The real winner of the streaming wars.
The children yearn for the streams. They make jokes about seeding. The netflixes have won, at least for now.
I have Amazon prime, so I get access to Prime Video.
My family phone plan comes with a Free™ Netflix account per line.
As a student, my Spotify account gives me access to Hulu.
I can use all of these services at zero additional cost to myself and I still steal acquire it through different legal avenues. It takes an extra 2 minutes to make sure that I have it forever and that it’ll be easily accessible.
I got amazon prime mostly for the free games, it’s pretty much a steal in my country (if you pay for one year it’s about $1 a month) and I still have to pirate things that are available in the prime video. Why? Because I use Linux and amazon won’t allow me to play videos in 1080p.

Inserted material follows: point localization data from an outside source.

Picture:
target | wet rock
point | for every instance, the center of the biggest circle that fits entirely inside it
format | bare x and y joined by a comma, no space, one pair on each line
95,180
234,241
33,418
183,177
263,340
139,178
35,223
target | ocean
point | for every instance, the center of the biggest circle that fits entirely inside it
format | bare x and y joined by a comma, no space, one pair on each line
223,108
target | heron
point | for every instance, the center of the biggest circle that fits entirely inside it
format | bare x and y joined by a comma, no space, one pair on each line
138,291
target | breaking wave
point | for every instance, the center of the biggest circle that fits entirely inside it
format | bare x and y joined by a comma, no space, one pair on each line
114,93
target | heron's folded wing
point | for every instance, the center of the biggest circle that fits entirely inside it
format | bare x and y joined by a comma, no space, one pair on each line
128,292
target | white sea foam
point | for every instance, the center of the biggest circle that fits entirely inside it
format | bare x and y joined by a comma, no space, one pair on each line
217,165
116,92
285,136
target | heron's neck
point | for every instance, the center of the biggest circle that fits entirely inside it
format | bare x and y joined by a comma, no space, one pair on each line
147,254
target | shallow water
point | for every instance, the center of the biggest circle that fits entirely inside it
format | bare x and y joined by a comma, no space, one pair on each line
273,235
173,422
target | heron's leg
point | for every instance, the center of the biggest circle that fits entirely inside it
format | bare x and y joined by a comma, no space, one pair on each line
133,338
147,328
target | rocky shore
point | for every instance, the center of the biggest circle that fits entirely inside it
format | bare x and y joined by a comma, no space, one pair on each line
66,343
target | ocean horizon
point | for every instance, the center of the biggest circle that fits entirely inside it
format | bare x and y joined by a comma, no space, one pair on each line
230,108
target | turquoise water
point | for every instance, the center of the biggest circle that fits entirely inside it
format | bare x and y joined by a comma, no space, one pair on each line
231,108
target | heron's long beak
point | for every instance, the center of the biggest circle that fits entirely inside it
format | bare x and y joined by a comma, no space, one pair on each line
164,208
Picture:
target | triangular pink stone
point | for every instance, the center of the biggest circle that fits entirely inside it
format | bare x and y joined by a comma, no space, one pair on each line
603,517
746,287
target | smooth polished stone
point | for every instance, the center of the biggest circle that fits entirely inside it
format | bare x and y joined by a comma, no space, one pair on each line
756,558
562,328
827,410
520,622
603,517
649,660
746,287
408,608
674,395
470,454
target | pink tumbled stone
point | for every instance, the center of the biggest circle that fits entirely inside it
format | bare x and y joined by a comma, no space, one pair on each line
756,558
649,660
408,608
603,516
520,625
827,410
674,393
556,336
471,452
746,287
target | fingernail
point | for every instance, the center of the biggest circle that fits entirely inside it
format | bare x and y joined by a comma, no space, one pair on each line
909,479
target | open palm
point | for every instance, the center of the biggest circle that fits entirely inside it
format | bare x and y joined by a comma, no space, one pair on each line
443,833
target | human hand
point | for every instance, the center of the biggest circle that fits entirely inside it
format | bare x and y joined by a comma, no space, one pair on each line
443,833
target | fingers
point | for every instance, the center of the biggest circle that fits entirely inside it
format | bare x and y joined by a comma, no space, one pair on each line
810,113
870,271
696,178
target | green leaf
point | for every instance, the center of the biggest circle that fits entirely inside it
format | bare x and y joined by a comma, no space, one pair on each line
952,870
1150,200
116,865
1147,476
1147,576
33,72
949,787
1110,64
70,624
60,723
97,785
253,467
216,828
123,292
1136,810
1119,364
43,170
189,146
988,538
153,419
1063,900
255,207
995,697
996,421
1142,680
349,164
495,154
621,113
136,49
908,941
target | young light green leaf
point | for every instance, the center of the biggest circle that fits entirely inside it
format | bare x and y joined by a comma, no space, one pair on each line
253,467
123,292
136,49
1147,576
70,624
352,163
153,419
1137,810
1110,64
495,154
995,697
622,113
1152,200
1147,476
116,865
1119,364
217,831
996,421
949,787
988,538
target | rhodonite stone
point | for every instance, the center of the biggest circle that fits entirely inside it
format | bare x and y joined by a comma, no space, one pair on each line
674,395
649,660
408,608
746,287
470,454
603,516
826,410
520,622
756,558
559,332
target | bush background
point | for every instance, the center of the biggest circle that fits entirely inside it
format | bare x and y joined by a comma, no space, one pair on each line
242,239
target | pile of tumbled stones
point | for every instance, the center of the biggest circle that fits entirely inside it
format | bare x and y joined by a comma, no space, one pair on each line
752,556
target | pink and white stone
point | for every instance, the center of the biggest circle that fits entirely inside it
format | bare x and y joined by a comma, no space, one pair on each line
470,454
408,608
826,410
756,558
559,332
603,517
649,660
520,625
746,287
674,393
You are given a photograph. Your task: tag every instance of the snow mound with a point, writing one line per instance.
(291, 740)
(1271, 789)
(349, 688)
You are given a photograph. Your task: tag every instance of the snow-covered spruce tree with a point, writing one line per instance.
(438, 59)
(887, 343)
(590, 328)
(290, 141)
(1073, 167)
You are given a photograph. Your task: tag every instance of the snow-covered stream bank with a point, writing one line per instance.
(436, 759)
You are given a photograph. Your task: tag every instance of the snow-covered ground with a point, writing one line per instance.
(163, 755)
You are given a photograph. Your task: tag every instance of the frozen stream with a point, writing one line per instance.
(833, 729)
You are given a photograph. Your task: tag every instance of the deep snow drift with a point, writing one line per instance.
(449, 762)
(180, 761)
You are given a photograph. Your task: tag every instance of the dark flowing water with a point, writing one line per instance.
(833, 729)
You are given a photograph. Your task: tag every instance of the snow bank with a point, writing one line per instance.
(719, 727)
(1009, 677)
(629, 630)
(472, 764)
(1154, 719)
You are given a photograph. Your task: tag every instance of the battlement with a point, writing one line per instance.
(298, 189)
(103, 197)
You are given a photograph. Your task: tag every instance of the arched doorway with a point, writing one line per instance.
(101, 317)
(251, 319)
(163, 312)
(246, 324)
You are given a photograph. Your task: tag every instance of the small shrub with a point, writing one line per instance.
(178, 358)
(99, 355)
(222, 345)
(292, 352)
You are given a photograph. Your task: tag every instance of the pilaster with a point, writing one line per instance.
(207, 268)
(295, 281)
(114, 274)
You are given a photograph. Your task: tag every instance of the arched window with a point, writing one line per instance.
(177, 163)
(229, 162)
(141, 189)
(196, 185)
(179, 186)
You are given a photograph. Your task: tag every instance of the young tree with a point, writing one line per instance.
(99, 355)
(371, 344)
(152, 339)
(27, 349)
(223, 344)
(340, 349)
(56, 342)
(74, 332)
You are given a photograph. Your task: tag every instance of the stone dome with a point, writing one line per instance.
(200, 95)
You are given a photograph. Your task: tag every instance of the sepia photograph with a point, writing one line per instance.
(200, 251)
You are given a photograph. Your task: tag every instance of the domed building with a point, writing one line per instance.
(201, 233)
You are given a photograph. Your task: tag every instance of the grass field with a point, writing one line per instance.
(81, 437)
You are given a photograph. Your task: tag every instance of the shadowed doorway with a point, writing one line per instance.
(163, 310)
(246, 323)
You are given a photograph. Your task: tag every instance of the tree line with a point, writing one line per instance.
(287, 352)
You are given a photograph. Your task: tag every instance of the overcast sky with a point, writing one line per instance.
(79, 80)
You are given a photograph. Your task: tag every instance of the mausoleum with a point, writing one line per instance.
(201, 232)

Only 480p is available.
Usenet may be old, but it’s come a long way. Just about all scene content is there, and I max out my gigabit connection during the download from start to finish every time, without having to care about the quantity/quality of seeders, or needing to seed anything myself after downloading.
I was perfectly happy with streaming services for a couple years when there were only like 2 good ones. I stopped torrenting for a long time and now I’m back to torrenting again
Do you use a VPN? I downloaded a random movie a few years ago and got the email from my cable company stating something along the lines of “we recently notice a download of blah blah blah was detected on our network. Please call to re activate your Internet”. So I called and told them “I just got my son a computer I didn’t know you could download movies”
But laying for a VPN will cost as much as a streaming service and it’s so slow. And I guarantee sooner or later VPNs won’t even work in a few years (meaning your ip could be backtracked to the original computer)
The best, most reputable VPN, Mullvad costs $5 USD. Plenty are cheaper than that if you pay in advance for a few years.
The cheapest streaming service will roughly double that.
This, plus self hosting jellyfin and *arr and I basically have a better service, with no ads, nice UI, access from all my devices, offline access, 4K resolution, music streaming. Basically the all-inclusive premium plan, not exactly for free, but for a very reasonable cost.
I dump Blu-rays to my NAS with zero re-encoding. Even for older shows the quality is leaps and bounds superior to any streaming service with plenty of bandwidth.
My brother in Christ please get Handbrake. Your storage space will go much farther if you’re at least re-encoding after the fact.
Some people are just insane and swear they can see a quality difference between compressed and uncompressed.
I think it’s bunk, but it’s not my storage space.
I have spent hours trying to get some kind of server set up, without ever really being able to connect. Eventually in my furious troubleshooting Googlepalooza I eventually found a guide that had my problem addressed in it and it boiled down to “you should find a different way to do this.” I’ve long since given up
There are some plug’n’play solutions out there, all off-the-shelf NAS you can find nowadays will have an “app store” type of things that will let you install Jellyfin and others Webservice in one click.
The DIY way is cheaper, more flexible, more powerful, but it’s a journey and it can be very frustrating. I too, regularly spend hours if not days on problems that end up basically as “I’m an idiot and had a typo in the config file the whole time”. It’s a hobby for me, I don’t feel like it’s wasted time, I enjoy it, I’m learning stuff.
The best home-lab way to do it is to have a standalone computer to act as a media server, then a NAS to actually store the content. Just grab a pre-built computer with an intel chip that supports QuickSync. The HP EliteDesk is a popular choice, since they’re commonly used in corporate settings; There are always a ton of refurbished units available for super cheap, since corporations will upgrade their entire cubicle-maze and recycle their old computers.
Some people will try to run things directly on their NAS, but basically every affordable NAS on the market will end up being underpowered for most users.
As for actually connecting, what part were you having issues with?
As I recall it was an issue with either my router or the actual modem I got from CenturyLink. I would have to go back and actually try again to get specifics. I right I’d eliminated the router as the culprit but I could be wrong about that, I was going back and forth between them. Port forwarding wasn’t doing anything, there was some issue trying to forward between the modem and router, and from what I remember that’s where I ran in to the “yeah you can’t do this try something else” bit in the guide I’d found.
I was basically never able to see the server I had running on any other device. I’d set up firewall permissions as far as I could tell.
Just out of curiosity, what was the issue that made you throw in the towel? Was it a really specific setup you’re trying to build for a specific use case or something? I don’t have a lot of knowledge, but I can’t think of anything that would come up during a simple home server setup that would require you to completely change your approach unless you were doing some advanced custom stuff as a first go
It’s been a little bit, I suspect the issue was getting my modem and router to allow that type of traffic. It wasn’t the firewall. I remember spending a lot of time trying to get port forwarding set up so these fucking things would talk to each other the way I wanted and that’s when I hit the “you can’t do this with your set up try something else” message in the last guide I looked at.